A total of 70 grafts of 3- and 4-day isolated ectoderm was made without encountering any instances of cartilage differentiating due to accidental inclusion of mesenchyme. The incidence of distinguishable ectodermal derivatives in these isolated ectoderm grafts was 30 –40 %, being higher with older material. Ectoderm usually differentiated as keratinized epithelial vesicles. In a few instances, combined ectodermal/mesodermal structures such as feathers were found in grafts of 2-day somites with 3- or 4-day ectoderm, but even in these grafts ectoderm normally differentiated as keratinized vesicles.

The incidence of ectodermal differentiation reported here is probably an underestimate, as only large ectodermal formations could be distinguished from the keratinized epithelial ‘pearls’ that arise as non-specific manifestations of chorioallantoic epithelial metaplasia (Moscona, 1959).

Somites plus heterologous tissues

A total of 164 grafts of stage 9 –12 posterior somites in groups of four were made in association with a variety of heterologous tissues. The tissues tested included 3-day optic vesicle, 3-day otic vesicle, 4-day myocardium, 4-day mesonephros, 9-day heart ventricle, 9-day liver, 9-day intestine, 9-day choroid plexus, 9-day forebrain, 9-day spinal cord and polyoma transformed fibroblasts.

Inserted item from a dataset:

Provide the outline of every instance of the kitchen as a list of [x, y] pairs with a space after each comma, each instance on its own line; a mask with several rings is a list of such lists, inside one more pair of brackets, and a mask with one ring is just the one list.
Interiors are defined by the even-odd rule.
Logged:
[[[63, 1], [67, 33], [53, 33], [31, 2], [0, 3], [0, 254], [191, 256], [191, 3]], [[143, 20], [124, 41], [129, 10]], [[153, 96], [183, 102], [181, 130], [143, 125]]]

In all cases considerable growth and differentiation of these tissues took place in the grafts, but in no case did cartilage differentiate from the somites. The viability of the grafted 2-day tissues was demonstrated by the presence of nephric tubules in 10% of the grafts.

The results presented here show that the adjacent ectoderm and endoderm is capable of promoting somite chondrogenesis. This is in agreement with the results of Seno & Büyüközer (1958), and contrasts with the failure of somites to undergo chondrogenesis when cultured in vitro with ectoderm (Stockdale et al. 1961 ; Lash, 1963). The possibility that the cartilage arising in grafts of somites plus ectoderm and endoderm is of extra-somitic origin, as suggested by Stockdale et al. (1961), would seem most unlikely in the present study. There is no association whatever between the incidence of nephric tubules and of cartilage in the same grafts. Such an association would be expected if the cartilage arose from accidentally included lateral mesoderm adjacent to the nephrotome.

Cartilage-promoting activity is even more clearly revealed in the grafts of isolated somites recombined with 3- and 4-day ectoderm. A stage specificity in cartilage-promoting activity by ectoderm is suggested by the fact that 2-day ectoderm does not possess this activity, whereas 3- and 4-day are both active, with 4-day ectoderm less active than 3-day ectoderm in spite of a higher incidence of differentiated ectodermal derivatives.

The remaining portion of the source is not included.